Né à Rio de Janeiro le 19 janvier 1944, Francisco Buarque de Hollanda grandit à Sao Paulo et en Italie : son père, l’un des plus importants historiens et écrivains du Brésil moderne, tient table ouverte, accueillant chaque soir des amis – intellectuels progressistes – qui concourent au développement du jeune Chico.
Ecrivains, poètes et musiciens (comme le diplomate Vinicius de Moraes) l’initient aux nouvelles sonorités de la bossa (et de son maître du moment, Joao Gilberto). Chico Buarque se prédestine alors à une carrière d’architecte, et entame en ce sens des études d’urbanisme à l’université de Sao Paulo.
A l’instar du grand compositeur Antonio Carlos Jobim, ces velléités n’ont qu’un temps (il mènera néanmoins son cursus jusqu’en cinquième année de faculté), et le jeune Chico préfère bien vite écumer en compagnie de ses amis musiciens, maîtres ès bossa, les bars musicaux de la ville.
En 1965, alors qu’il ne peut revendiquer que quelques concerts balbutiants dans certains établissements scolaires de la cité, Chico Buarque enregistre son premier disque. Il s’agit de « Pedro Pedreiro », aimable rengaine composée pour le compte d’une pièce de théâtre.
De façon plus significative, trois de ses compositions sont interprétées par Nara Leao, impératrice de la nouvelle bossa. En 1966, alors âgé de 21 ans, il connaît son premier authentique triomphe, grâce à « A Banda », chanson lauréate du concours de la télévision TV Record. Le style journalistique de la rengaine (contant le passage d’une fanfare dans un village, à peine tiré de sa léthargie par le défilé éphémère des musiciens) emporte au moins autant l’adhésion du public, que les yeux verts et les mimiques enjôleuses de l’interprète. Ce dernier devient instantanément le gendre idéal dans le cœur des mères brésiliennes, et l’un des compositeurs les plus en vue du moment.
L’enfance de l’art
Sans mettre systématiquement en avant ses convictions politiques, Chico Buarque n’est pas le benêt que veulent faire croire certains de ses collègues, comme les peu charitables Gilberto Gil ou Os Mutantes, farouches tropicalistes, qui soulignent à l’envi ses options esthétiques supposées conservatrices. Alors, et nous sommes en 1968, Buarque prend des risques, mettant en musique « Roda Viva », pièce tournant en dérision l’aliénation des fans de musique populaire.
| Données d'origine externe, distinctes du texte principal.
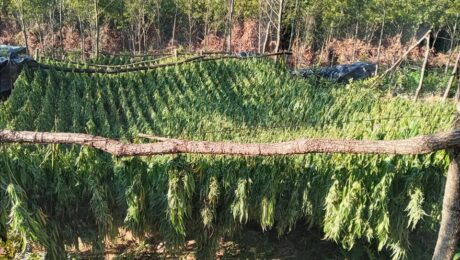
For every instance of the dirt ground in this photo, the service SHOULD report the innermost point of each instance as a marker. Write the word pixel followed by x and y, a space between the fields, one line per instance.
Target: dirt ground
pixel 252 244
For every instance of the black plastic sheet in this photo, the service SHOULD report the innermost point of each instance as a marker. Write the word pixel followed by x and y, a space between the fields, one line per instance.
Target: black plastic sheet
pixel 341 73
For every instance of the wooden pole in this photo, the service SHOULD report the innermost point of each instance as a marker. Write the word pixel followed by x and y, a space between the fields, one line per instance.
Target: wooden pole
pixel 449 231
pixel 396 63
pixel 452 77
pixel 422 73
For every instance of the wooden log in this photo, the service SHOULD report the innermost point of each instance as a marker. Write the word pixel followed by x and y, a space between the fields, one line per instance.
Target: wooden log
pixel 417 145
pixel 145 66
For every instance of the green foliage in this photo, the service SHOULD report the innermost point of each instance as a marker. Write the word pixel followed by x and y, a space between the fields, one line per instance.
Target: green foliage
pixel 53 195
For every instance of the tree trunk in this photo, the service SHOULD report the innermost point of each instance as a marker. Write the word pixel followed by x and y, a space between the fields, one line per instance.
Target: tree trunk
pixel 416 145
pixel 452 77
pixel 230 26
pixel 450 222
pixel 380 43
pixel 279 25
pixel 422 73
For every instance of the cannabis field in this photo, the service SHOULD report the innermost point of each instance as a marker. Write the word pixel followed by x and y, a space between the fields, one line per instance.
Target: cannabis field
pixel 52 196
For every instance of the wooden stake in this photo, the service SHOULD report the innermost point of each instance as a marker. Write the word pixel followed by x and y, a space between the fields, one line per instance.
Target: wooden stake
pixel 422 73
pixel 396 63
pixel 449 231
pixel 452 77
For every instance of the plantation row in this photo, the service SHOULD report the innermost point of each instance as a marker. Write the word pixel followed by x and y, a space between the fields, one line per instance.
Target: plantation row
pixel 55 194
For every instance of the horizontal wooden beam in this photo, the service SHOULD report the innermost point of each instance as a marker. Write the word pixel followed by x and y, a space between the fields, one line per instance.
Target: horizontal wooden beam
pixel 146 66
pixel 416 145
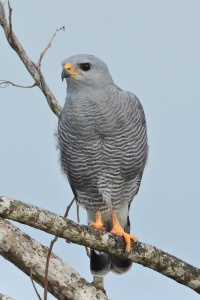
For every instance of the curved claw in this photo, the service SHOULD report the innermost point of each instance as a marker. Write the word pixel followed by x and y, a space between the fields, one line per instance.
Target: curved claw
pixel 98 223
pixel 119 231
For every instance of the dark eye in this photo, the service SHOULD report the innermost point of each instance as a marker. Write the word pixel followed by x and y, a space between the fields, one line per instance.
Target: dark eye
pixel 85 66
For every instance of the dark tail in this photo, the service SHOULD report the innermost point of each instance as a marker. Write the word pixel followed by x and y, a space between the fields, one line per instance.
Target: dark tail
pixel 101 263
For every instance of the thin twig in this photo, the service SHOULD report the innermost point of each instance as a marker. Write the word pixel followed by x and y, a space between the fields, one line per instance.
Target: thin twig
pixel 48 46
pixel 77 212
pixel 10 20
pixel 87 251
pixel 49 254
pixel 30 65
pixel 33 283
pixel 6 83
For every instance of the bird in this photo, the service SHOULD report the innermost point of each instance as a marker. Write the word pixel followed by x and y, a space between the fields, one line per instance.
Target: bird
pixel 102 139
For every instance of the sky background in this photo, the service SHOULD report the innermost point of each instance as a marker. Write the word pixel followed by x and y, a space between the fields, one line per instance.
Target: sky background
pixel 152 48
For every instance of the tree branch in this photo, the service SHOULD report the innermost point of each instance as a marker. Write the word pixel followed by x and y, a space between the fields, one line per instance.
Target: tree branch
pixel 144 254
pixel 30 256
pixel 32 68
pixel 4 297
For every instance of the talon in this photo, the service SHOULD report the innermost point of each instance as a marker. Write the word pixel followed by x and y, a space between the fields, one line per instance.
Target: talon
pixel 119 231
pixel 98 223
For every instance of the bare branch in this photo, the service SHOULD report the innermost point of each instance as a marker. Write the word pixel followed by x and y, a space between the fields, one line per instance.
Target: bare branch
pixel 46 281
pixel 48 46
pixel 33 283
pixel 49 253
pixel 64 282
pixel 7 83
pixel 29 64
pixel 4 297
pixel 141 253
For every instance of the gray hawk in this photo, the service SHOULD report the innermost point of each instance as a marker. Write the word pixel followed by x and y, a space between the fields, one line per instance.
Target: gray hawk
pixel 102 138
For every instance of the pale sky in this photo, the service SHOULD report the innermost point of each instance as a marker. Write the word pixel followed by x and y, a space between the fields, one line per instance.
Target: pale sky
pixel 152 48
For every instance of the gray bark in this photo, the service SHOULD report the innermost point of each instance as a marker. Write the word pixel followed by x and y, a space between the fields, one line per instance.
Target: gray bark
pixel 29 255
pixel 144 254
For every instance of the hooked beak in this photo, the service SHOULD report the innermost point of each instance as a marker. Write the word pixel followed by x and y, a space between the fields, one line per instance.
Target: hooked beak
pixel 69 71
pixel 64 74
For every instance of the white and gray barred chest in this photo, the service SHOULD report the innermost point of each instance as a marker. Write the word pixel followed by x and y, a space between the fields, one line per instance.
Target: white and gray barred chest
pixel 103 147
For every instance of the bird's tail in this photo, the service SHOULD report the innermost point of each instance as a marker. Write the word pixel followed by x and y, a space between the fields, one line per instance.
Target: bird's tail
pixel 101 263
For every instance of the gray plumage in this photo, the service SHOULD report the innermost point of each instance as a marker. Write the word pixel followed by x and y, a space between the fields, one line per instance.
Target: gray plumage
pixel 103 147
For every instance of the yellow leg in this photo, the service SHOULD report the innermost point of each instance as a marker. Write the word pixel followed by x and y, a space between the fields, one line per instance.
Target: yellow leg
pixel 98 223
pixel 119 231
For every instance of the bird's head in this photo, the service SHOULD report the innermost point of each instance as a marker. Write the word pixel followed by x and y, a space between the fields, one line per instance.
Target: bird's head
pixel 85 69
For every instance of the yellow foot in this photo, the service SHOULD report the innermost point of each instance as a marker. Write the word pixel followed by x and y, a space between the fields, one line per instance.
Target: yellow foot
pixel 98 223
pixel 119 231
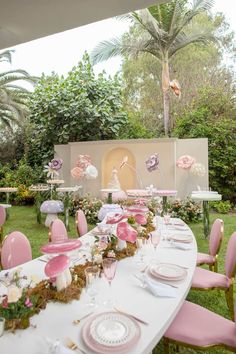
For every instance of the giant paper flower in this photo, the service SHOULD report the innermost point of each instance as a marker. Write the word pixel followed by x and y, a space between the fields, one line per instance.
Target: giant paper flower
pixel 91 172
pixel 152 162
pixel 198 169
pixel 84 168
pixel 185 162
pixel 77 173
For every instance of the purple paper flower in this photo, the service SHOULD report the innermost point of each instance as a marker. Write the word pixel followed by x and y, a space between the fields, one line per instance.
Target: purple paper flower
pixel 55 164
pixel 152 162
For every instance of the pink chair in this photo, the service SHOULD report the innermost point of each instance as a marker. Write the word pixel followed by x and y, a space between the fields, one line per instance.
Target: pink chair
pixel 81 223
pixel 2 221
pixel 57 231
pixel 16 250
pixel 198 328
pixel 204 279
pixel 216 237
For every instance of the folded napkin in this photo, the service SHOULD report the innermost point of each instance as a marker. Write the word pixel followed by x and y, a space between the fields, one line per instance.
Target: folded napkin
pixel 55 347
pixel 158 288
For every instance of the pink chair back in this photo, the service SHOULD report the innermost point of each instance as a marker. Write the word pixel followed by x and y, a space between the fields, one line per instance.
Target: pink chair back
pixel 216 237
pixel 230 261
pixel 58 232
pixel 2 215
pixel 16 250
pixel 81 223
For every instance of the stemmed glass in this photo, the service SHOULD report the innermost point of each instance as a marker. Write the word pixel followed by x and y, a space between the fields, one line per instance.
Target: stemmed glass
pixel 92 276
pixel 109 268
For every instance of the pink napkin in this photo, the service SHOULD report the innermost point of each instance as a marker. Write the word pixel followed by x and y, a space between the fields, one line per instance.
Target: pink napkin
pixel 140 219
pixel 126 232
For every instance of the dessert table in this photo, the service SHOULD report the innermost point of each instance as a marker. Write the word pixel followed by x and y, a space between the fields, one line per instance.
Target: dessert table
pixel 56 321
pixel 205 197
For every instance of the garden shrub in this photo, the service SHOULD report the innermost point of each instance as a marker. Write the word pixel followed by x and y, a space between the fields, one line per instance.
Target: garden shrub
pixel 90 207
pixel 212 116
pixel 222 207
pixel 187 210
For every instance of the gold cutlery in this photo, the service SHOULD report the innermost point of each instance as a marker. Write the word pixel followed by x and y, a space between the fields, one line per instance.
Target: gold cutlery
pixel 75 322
pixel 130 315
pixel 73 346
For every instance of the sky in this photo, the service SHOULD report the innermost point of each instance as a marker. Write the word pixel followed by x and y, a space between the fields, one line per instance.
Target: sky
pixel 60 52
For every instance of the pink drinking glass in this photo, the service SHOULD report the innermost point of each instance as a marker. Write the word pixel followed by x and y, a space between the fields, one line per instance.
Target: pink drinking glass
pixel 109 270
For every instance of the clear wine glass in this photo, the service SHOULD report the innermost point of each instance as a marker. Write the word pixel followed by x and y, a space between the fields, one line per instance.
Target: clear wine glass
pixel 92 275
pixel 155 239
pixel 109 269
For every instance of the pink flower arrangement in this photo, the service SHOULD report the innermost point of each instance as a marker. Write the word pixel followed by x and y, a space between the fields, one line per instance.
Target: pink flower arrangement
pixel 126 232
pixel 185 162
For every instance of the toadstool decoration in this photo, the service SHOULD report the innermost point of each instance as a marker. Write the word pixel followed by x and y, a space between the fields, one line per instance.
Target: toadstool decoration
pixel 58 267
pixel 51 208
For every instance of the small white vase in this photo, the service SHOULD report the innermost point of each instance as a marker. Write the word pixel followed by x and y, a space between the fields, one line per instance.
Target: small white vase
pixel 68 276
pixel 121 244
pixel 61 282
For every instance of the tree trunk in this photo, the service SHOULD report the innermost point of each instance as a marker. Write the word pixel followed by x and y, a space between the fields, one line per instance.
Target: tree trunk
pixel 166 96
pixel 166 104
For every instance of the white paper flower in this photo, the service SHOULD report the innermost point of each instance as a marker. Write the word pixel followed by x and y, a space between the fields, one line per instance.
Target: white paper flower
pixel 91 172
pixel 14 293
pixel 198 169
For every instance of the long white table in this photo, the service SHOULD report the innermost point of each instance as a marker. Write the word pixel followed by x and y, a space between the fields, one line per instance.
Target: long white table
pixel 55 322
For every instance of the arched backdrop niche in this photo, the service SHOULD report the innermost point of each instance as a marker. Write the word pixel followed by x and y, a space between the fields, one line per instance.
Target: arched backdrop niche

Dans le texte de cette pièce, les laudateurs énamourés déchiquètent la star, dévorent son foie, et jettent des lambeaux du corps (en fait, des morceaux de poulets !) dans le public. Les militaires, qui tiennent en coupe réglée le pays, se montrent naturellement particulièrement intéressés par ce spectacle subversif (des soldats sont envoyés sur site afin de perturber les représentations), ce qui vaut à Chico Buarque quelques jours d’emprisonnement. Le Brésilien y gagne une légitimité politique, une assise populaire, et la définitive reconnaissance de ses pairs.
L’enfant du pays
Chico Buarque décide toutefois de s’exiler en Italie, où il séjourne quelques mois. A son retour au pays, en 1971, il trouve un milieu de la chanson brésilienne totalement sinistré : les plus farouches opposants au régime militaire sont, soit emprisonnés, soit en exil, soit totalement muselés par la censure, les plus tendres se retrouvant sous le permanent contrôle du pouvoir dictatorial. Buarque parvient malgré tout à enregistrer quelques chansons qui, par la duplicité de leurs textes (« Apesar de você », ou « Calice, calice », certes, mais également tais-toi), parviennent à la fois à déjouer les pièges de la censure, et à la fois à devenir d’importants succès populaires.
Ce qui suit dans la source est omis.